Not Doing PQRS? Quick Action Will Avoid a Penalty

UPDATE: On Friday, Oct. 11, 2013, the Centers for Medicare & Medicaid Services announced it is extending the deadline to register from Oct. 15 until Oct. 18 for individual physicians and groups of all sizes. (Note that due to the government shutdown, CMS is unable to update the Oct. 15 date listed on its website.)

For practices not currently participating in the Medicare Physician Quality Reporting System (PQRS), another Medicare penalty is looming. Take action now to sign up to prevent it.

Practices not participating in PQRS in 2013 will pay a 1.5-percent penalty on their Medicare claims in 2015. The Centers for Medicare & Medicaid Services (CMS) has created two options that allow physicians and group practices to still participate in PQRS in 2013 and avoid the penalty  but not be eligible for the PRQS incentive. These two options are for 2013 only.

  1. Administrative claims-based option. To use this option, you must sign up by Oct. 15, 2013. Under this method, physicians or groups can participate in PQRS and avoid the penalty just by signing up  no quality reporting required. But don't delay. Signing up is a multistep process (see below), and practices have reported significant delays in getting their sign-up approved and completed through the Medicare system.
  2. Option to report one individual measure or measure group. This option requires only that the physician or group practice report for 2013 on one measure for one applicable patient or, for individual physicians only, one measures group for at least one applicable patient. Individual physicians may report via claims, registry, or qualified electronic health record (EHR). Group practice may report using a qualified registry or the group practice reporting option Web interface.

    See CMS' 2015 PQRS Payment Adjustment (PDF) tip sheet for information about using this method to avoid the 2015 penalty.

 If you choose the administrative claims-based option, here's an outline of what you need to do by Oct. 15: 

Step 1: Get a new IACS* account or modify an existing account as soon as possible at Individual physicians are identified in IACS by their taxpayer identification number (TIN) and National Provider Identifier (NPI). Groups (defined as two or more eligible professionals) are identified by their TIN. Individuals who bill under the group's TIN do not have to get an IACS account or register for PQRS individually. 

  • If you/your group already has an active IACS account: You must add a PV-PQRS Registration System "role" (i.e., designate a person as PQRS representative) to the account. For help, see the CMS quick-reference guide for individual physicians (PDF) or for group practices (PDF).
  • If you/your group is creating a new account: You must designate one person to be the IACS account representative and request approval from CMS. This is where the delay is occurring.
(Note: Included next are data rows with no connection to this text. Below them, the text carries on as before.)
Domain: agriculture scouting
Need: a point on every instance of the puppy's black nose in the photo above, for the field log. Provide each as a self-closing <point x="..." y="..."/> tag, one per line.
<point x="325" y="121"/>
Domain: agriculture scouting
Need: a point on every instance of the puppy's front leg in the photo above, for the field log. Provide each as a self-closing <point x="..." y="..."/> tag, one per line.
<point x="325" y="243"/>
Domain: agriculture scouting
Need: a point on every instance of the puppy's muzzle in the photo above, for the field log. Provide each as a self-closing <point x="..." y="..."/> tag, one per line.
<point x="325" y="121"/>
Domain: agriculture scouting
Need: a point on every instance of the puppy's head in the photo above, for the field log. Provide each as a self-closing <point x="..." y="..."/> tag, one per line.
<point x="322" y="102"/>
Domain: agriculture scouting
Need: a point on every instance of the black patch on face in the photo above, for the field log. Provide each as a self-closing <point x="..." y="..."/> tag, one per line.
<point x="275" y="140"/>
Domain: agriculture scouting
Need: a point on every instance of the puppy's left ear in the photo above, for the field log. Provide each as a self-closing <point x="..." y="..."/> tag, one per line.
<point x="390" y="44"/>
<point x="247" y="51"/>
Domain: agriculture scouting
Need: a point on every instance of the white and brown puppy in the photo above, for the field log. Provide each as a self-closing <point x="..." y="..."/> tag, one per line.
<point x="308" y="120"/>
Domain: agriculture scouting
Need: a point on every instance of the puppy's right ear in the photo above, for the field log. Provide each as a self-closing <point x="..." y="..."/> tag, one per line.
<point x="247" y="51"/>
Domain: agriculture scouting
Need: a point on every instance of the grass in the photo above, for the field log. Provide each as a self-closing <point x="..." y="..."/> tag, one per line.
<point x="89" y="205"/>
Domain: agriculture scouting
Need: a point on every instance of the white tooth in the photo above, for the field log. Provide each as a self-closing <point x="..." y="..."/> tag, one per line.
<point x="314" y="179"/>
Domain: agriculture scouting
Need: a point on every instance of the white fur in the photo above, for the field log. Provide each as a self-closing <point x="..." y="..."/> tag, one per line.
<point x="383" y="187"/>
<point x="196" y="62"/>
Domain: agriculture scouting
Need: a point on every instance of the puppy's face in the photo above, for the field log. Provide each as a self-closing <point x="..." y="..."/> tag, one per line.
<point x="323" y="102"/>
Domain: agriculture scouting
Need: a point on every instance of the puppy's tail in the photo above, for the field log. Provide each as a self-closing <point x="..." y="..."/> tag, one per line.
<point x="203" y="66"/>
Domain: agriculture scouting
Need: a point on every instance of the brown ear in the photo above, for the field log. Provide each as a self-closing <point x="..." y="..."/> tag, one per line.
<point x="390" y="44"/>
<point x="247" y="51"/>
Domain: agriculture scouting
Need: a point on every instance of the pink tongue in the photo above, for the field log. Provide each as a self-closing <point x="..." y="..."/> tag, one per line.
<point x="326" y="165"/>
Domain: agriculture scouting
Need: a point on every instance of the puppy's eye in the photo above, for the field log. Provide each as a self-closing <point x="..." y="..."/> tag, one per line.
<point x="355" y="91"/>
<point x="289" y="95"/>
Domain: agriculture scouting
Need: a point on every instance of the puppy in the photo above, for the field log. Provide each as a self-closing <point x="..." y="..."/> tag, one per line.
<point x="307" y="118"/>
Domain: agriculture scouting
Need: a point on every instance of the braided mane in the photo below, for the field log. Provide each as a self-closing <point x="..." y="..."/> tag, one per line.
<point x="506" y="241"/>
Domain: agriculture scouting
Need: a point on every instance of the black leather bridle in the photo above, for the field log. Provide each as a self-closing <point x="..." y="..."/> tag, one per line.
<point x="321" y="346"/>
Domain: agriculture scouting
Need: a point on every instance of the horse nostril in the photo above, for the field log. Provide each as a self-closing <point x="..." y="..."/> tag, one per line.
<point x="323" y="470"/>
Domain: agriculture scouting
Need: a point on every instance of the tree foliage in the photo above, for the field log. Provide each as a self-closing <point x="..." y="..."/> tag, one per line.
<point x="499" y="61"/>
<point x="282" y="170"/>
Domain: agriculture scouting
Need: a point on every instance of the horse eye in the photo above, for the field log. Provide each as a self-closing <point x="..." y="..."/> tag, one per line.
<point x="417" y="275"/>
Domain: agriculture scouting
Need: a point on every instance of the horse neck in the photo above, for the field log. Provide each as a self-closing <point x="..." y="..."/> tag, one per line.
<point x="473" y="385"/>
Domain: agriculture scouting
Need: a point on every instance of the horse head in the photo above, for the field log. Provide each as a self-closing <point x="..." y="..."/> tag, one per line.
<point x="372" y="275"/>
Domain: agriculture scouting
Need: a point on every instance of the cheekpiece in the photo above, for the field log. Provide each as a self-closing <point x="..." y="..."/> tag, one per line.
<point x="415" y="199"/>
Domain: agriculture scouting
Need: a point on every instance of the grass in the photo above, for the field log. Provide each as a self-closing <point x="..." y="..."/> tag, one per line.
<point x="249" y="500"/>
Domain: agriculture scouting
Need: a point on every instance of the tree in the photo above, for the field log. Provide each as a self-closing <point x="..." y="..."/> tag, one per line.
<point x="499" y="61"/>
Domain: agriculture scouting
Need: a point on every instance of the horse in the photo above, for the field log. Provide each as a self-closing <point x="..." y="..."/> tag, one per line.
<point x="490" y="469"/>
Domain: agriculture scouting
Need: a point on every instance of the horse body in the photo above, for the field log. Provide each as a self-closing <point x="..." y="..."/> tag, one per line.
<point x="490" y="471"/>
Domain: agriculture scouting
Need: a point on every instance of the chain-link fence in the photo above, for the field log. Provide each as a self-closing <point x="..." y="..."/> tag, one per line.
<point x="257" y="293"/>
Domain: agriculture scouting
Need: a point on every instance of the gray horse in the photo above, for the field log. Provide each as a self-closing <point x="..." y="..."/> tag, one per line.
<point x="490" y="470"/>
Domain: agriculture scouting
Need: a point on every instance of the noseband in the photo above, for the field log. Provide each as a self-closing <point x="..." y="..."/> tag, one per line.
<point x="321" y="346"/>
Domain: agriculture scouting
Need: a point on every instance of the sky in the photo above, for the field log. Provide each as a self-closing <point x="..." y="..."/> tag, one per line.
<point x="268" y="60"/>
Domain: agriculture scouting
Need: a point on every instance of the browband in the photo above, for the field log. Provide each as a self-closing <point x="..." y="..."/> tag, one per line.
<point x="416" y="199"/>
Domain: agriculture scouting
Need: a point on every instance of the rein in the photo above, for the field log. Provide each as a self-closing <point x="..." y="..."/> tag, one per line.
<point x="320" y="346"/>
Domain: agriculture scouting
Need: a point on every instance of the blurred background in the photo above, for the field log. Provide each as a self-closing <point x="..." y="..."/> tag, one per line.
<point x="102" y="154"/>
Once this role is approved, the representative can designate the PQRS representative within IACS (can be the same person).

Step 2: Register in the PV-PQRS Registration System at using your IACS user ID and password.

Step 3: Choose as your reporting mechanism the administrative claims-based reporting option. Under this temporary reporting mechanism, CMS will automatically analyze all your Medicare claims to find out if you performed a designated set of clinical quality actions (see Tables 123 and 124) over the reporting year. A zero performance rate in any of these actions will not count against you. By signing up for this reporting option so that Medicare can analyze your data, you will not be penalized in 2015 for not participating in PQRS in 2013.

  • Under the administrative claims-based reporting option, you do not have to submit specific quality data codes for PQRS measures, like you do with traditional PQRS reporting via registry, EHR, or claims.
  • You will not earn PQRS incentives for reporting through this option; you will only avoid the future penalty.

 Additional Options

Physicians and groups can still fully participate in PQRS for 2013 and earn incentive payments, as well as avoid the penalty, by reporting the required measures via claims, registry, or certified EHR. Visit for complete details.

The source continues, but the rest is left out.